Friday, May 04, 2012

Reverse Migration Detroit

Did you hear the news? Cleveland's urban core is thriving. When Rebecca Ryan (Next Generation Consulting) got wind of the story, this is what she Tweeted:

Young professionals fuel downtown growth in #Cleveland http://is.gd/mb0XuQ What's the implication for other "rust belt" cities?

If you are interested, Richey Piiparinen and I have an answer to her question. By way of a taste, I offer up Detroit. When ruin porn is Rust Belt Chic:

Yakini gives voice to a hard-to-ignore fact: In a city that’s 83 percent African American, many (though not all) of the young movers and shakers who have drawn so much media attention are white. The press has labeled these newcomers “hipsters,” with all the connotations of irony and retro fashion. But what strikes me, when I meet some of these young leaders, is how similar they sound to the longtime Detroiters who are working to jump-start their neighborhoods.

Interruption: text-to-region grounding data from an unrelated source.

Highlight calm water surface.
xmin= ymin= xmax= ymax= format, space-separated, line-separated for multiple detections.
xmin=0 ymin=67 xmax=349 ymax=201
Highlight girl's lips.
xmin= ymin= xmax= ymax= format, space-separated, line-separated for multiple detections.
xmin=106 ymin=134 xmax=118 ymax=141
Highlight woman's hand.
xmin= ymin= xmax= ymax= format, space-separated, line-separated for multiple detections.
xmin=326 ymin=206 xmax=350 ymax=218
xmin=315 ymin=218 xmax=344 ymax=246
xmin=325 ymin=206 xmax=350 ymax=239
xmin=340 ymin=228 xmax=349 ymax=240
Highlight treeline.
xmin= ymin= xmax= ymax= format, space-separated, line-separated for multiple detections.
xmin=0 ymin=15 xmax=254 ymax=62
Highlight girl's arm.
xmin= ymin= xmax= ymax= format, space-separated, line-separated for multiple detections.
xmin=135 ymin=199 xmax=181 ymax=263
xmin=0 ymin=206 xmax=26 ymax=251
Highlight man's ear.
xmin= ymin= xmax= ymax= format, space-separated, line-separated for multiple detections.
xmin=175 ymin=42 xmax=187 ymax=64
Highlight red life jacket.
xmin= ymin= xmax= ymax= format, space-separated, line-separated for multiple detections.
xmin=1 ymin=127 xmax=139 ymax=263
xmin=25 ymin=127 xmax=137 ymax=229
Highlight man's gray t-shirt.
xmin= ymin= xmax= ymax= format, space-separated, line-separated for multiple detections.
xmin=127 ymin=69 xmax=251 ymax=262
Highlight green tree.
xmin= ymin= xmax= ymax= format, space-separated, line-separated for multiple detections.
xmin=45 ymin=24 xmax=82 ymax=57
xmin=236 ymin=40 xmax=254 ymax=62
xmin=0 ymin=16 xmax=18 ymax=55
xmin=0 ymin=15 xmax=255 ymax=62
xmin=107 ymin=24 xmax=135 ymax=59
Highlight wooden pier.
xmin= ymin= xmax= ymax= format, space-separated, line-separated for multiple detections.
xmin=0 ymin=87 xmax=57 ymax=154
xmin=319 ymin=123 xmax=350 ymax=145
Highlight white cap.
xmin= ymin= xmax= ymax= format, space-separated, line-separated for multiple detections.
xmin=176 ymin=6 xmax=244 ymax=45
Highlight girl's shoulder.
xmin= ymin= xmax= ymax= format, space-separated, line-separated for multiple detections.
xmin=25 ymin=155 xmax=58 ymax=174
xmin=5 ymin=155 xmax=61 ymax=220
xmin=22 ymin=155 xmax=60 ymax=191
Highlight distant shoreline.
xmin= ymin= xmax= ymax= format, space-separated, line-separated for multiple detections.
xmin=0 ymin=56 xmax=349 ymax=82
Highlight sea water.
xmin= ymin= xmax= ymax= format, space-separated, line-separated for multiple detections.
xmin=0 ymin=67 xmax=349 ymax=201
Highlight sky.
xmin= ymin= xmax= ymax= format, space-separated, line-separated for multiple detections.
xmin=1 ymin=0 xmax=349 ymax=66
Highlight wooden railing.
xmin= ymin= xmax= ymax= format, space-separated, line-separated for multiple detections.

One morning at Motor City Java House, I’m introduced to a 30-year-old visual artist named Amy Kaherl, who is part of that fast-growing demographic. Kaherl runs Detroit SOUP, an organization that gives “micro-grants” of up to $1,000 for projects benefiting the city. It hosts monthly dinners: Five dollars buys soup, salad, pie, and a vote. Entrepreneurs present their ideas, and the winner of a secret ballot takes home the evening’s proceeds. SOUP has funded everything from a community radio station to an enterprise involving winter coats that double as sleeping bags, produced by (and distributed free to) homeless Detroiters. She has come to the Java House today to discuss the possibility of a SOUP dinner in Brightmoor.

Kaherl grew up north of the city, in a suburb called Sterling Heights. She moved to Los Angeles to earn a master’s degree in theology with an emphasis on pop culture. She moved back to Michigan when her mother died in 2008 and marveled at how easily Detroiters welcomed her into their cultural scene. “The ego of when you go to some big cities—‘I’m very important; you should know me’—that feeling didn’t seem to exist,” she says. The poverty here is just too wrenching, and the need for all hands on deck too great, for L.A.–style climbers to get any traction. “This city, man, you’ve got to leave your ego at the door. If it’s about you getting famous, or you moving ahead, then you’ve picked the wrong city because you will be sniffed out within moments.”

Emphasis added. After reading "Detroit: A Biography", I'm sensitive to the critique. Fact is, white suburban brats are moving back into the city. We're seeing the same pattern in one Rust Belt city after another. Prodigal daughter leaves the bucolic outer ring for a global hub, eventually returning to a unique cosmopolitan existence. This migration is, indeed, ironic.

This migration is going unnoticed because NYC, LA, and Chicago are acting as talent way stations. Cutting out the middleman, the suburbs are pouring back into the city. For Detroit, the change is a cataclysm. White flight has come to define the metro. What we have now is black flight, the reverse of the Great Migration. The trend is national.  Everyone is doing the boomerang.

Rust Belt refugees are rediscovering their culture and urban roots. Your grandmother used to live in the City of Detroit. She got out so you could live a better life. That better life now can be found in the neighborhood she escaped. That's why you left New York.

2 comments:

Allen said...

Not to take away from the importance of recognizing the nuances and complexities of things but I think the term thriving is too much. Maybe when compared to Cleveland MSA as a whole, it's thriving. But in general I'd hardly call 2 small Midwest farm towns worth of people thriving.

Jim Russell said...

But in general I'd hardly call 2 small Midwest farm towns worth of people thriving.

That critique rings hollow. Urban core gains represent vitality, no matter how you slice it. How does it stack up against other cities? In that regard, "thriving" might be too much. Show me the data.